Clinical Trials Directory

Trials / Unknown

UnknownNCT03476629

Effects of Different Types of Physical Training in Patients With Pulmonary Arterial Hypertension.

Effects of Combined Training Versus Aerobic Training Versus Respiratory Muscle Training in Patients With Pulmonary Hypertension: A Randomized, Controlled Clinical Trial.

Status
Unknown
Phase
N/A
Study type
Interventional
Enrollment
45 (estimated)
Sponsor
University of Nove de Julho · Academic / Other
Sex
All
Age
20 Years – 70 Years
Healthy volunteers
Not accepted

Summary

Although there has been some progress in pharmacological management of PAH, limited functional capacity and low survival still persist, but there is evidence that exercise training can be accomplished without adverse effects or damage to cardiac function and pulmonary hemodynamics. Specifically, improvements in symptoms, exercise capacity, peripheral muscle function and quality of life. Training programs need to be better studied and well defined, and their physiological effects during physical training and functional capacity. The aim of this study is to compare the effects of different training exercises on physical performance indicators.

Detailed description

Pulmonary arterial hypertension (PAH) is characterized by pathological changes in the pulmonary vasculature which cause an increase in pulmonary vascular resistance (PVR), restricting the flow of blood through the pulmonary circulation. It is a serious illness, progressive and usually fatal which causes significant functional limitation, mainly due to dyspnea. In order to maintain the flow of blood, pulmonary artery pressure (PAP) increases and the disease progresses leading to right ventricular dysfunction and right heart failure.
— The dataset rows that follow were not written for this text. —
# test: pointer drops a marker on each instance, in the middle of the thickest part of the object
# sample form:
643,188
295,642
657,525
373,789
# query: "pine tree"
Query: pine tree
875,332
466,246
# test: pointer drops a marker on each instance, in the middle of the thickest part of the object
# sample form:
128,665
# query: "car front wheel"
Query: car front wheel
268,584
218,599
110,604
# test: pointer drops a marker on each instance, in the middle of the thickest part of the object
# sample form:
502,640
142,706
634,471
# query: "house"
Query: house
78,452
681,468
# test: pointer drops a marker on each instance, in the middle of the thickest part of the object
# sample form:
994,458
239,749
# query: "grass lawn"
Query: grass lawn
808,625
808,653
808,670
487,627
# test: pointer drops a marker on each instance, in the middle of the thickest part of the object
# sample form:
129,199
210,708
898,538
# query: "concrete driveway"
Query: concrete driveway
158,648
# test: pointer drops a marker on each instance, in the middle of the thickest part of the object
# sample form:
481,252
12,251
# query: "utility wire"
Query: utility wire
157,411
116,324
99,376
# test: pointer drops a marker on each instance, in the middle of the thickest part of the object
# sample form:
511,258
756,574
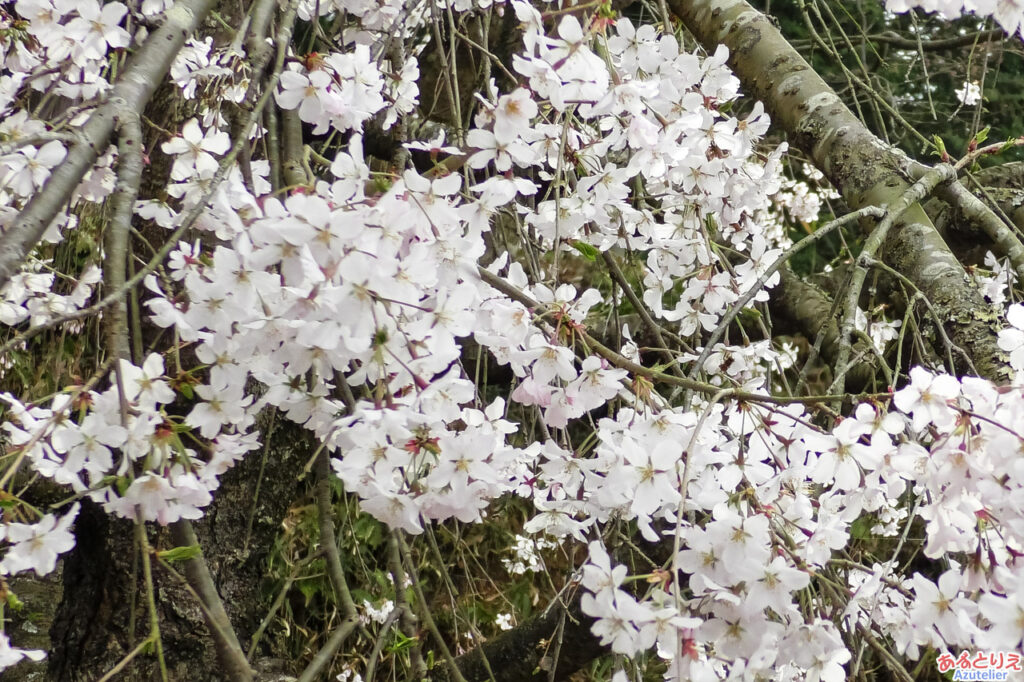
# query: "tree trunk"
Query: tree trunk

Regardless of the cause of PAH, the pulmonary arteries and arterioles have reduced capacity, and increases in cardiac output during exercise is limited. As a result, the delivery of oxygen to peripheral muscles is impaired, contributing to the symptoms of fatigue and dyspnea. While the limitation of the cardiac output to meet peripheral oxygen demand during exercise largely reduces exercise capacity, musculoskeletal dysfunction may also be involved in the exercise limitation in patients with PAH. Changes such as, muscle atrophy, decreased oxidative enzymes and a greater number of type II muscle fibers lead to an early lactic acidosis and decreased functional capacity. A modest evidence exists that exercise training can be done without adverse effects or damage to cardiac and / or pulmonary hemodynamics however, the effectiveness PAH requires more research.

Conditions

Interventions

TypeNameDescription
OTHERPhysical activityEffects of different physical activity programs

Timeline

Start date
2016-01-10
Primary completion
2017-07-10
Completion
2020-12-10
First posted
2018-03-26
Last updated
2020-11-04

Locations

1 site across 1 country: Brazil

Source: ClinicalTrials.gov record NCT03476629. Inclusion in this directory is not an endorsement.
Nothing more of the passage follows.